Sunday, 3 April 2016
ENO at the Oliviers: winners not present
Congratulations to the English National Opera Chorus and Orchestra for winning the Outstanding Achievement in Opera at the Olivier Awards. I'm sure stupendous Tamara Wilson, Leonora in the company's Force of Destiny, and the evergreen Felicity Palmer, the Countess in last season's Queen of Spades, also nominated, will have been cheering them on.
Yet it's baffling that no-one from either chorus or orchestra was present to claim the award, not having been invited. At the very least the spirited co-leader, Janice Graham, should have been there. Isn't this a very symbol of the gulf between the CEO and Board on the one hand and the 'creatives' who have always delivered through thick and thin on the other?
I understand Martin Fitzpatrick of the Music Staff made a perfectly fine speech about treasuring what they have, presumably ironic when you bear in mind that the majority of the administration who attended have been doing their best to dismantle what makes this company great. It's still not too late to make the right kind of changes. Mark Wigglesworth remains to show the ENO in all its glory in the Jenůfa this season and two more productions in the next. As I predicted last month, the artists will all put up a fight to keep him.

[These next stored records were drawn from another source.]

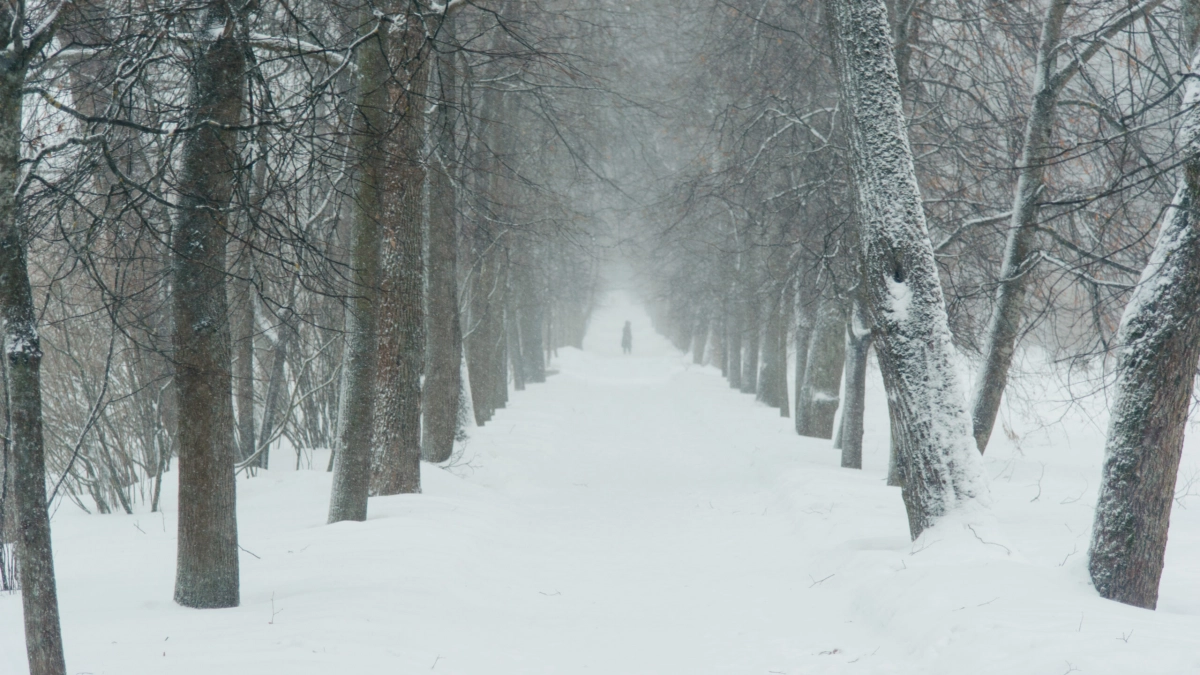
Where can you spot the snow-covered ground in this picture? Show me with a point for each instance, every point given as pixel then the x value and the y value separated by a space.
pixel 634 515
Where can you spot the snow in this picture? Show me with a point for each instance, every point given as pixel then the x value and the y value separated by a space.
pixel 635 515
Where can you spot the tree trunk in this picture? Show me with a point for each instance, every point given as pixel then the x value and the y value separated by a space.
pixel 1159 340
pixel 753 339
pixel 276 387
pixel 243 333
pixel 773 375
pixel 401 288
pixel 355 413
pixel 513 330
pixel 23 358
pixel 439 400
pixel 700 338
pixel 858 344
pixel 933 430
pixel 803 336
pixel 483 334
pixel 735 327
pixel 208 575
pixel 816 400
pixel 1006 316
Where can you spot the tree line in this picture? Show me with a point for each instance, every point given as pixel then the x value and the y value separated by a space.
pixel 231 228
pixel 924 178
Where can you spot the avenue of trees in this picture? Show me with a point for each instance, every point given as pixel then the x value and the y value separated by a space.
pixel 233 232
pixel 919 179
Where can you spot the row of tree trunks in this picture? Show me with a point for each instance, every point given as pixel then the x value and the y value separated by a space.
pixel 443 368
pixel 207 574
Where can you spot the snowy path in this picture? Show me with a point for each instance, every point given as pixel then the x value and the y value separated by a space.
pixel 631 515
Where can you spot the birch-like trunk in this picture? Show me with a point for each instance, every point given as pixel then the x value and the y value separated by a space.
pixel 23 359
pixel 858 345
pixel 1006 316
pixel 439 400
pixel 753 342
pixel 927 406
pixel 402 267
pixel 816 399
pixel 735 326
pixel 208 574
pixel 241 305
pixel 1159 340
pixel 803 336
pixel 357 402
pixel 700 338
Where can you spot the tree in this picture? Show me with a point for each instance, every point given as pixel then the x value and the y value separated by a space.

Proud of my colleagues on The Arts Desk, chiefly theatre critic Marianka Swain, for tweeting so trenchantly throughout the event and declaring TAD's allegiance to the ENO cause. And there really is only one (cause): to survive and change, but not at the cost of becoming a part-time company.
STOP PRESS (4/4): Our Tamara - as I think I can say after two hours in her grounded, funny company when she visited the opera class at the Frontline Club - has just won the prestigious Richard Tucker Prize for 2016, following in rather distinguished footsteps (Renée Fleming, Lawrence Brownlee, Stephanie Blythe, David Daniels, Angela Meade, Joyce DiDonato, Michael Fabiano and Jamie Barton). ENO casting has been criticised for over-use of American singers, and it does need to get back to promoting a UK ensemble, but I've NEVER heard Verdi singing like hers at the Coli (and Marjorie Owens's Norma was a good call, too). She'll be back here in July, but doing what I can't as yet say*. Photo above by Aaron Gang.
*Update (1/5) - I can now: the soprano part in Tippett's A Child of Our Time and testing out a bit of Brünnhilde in the final scene of Die Walküre Act 3 with James Cresswell as Wotan: my doing, says Mark Wigglesworth, who's conducting the Prom in question.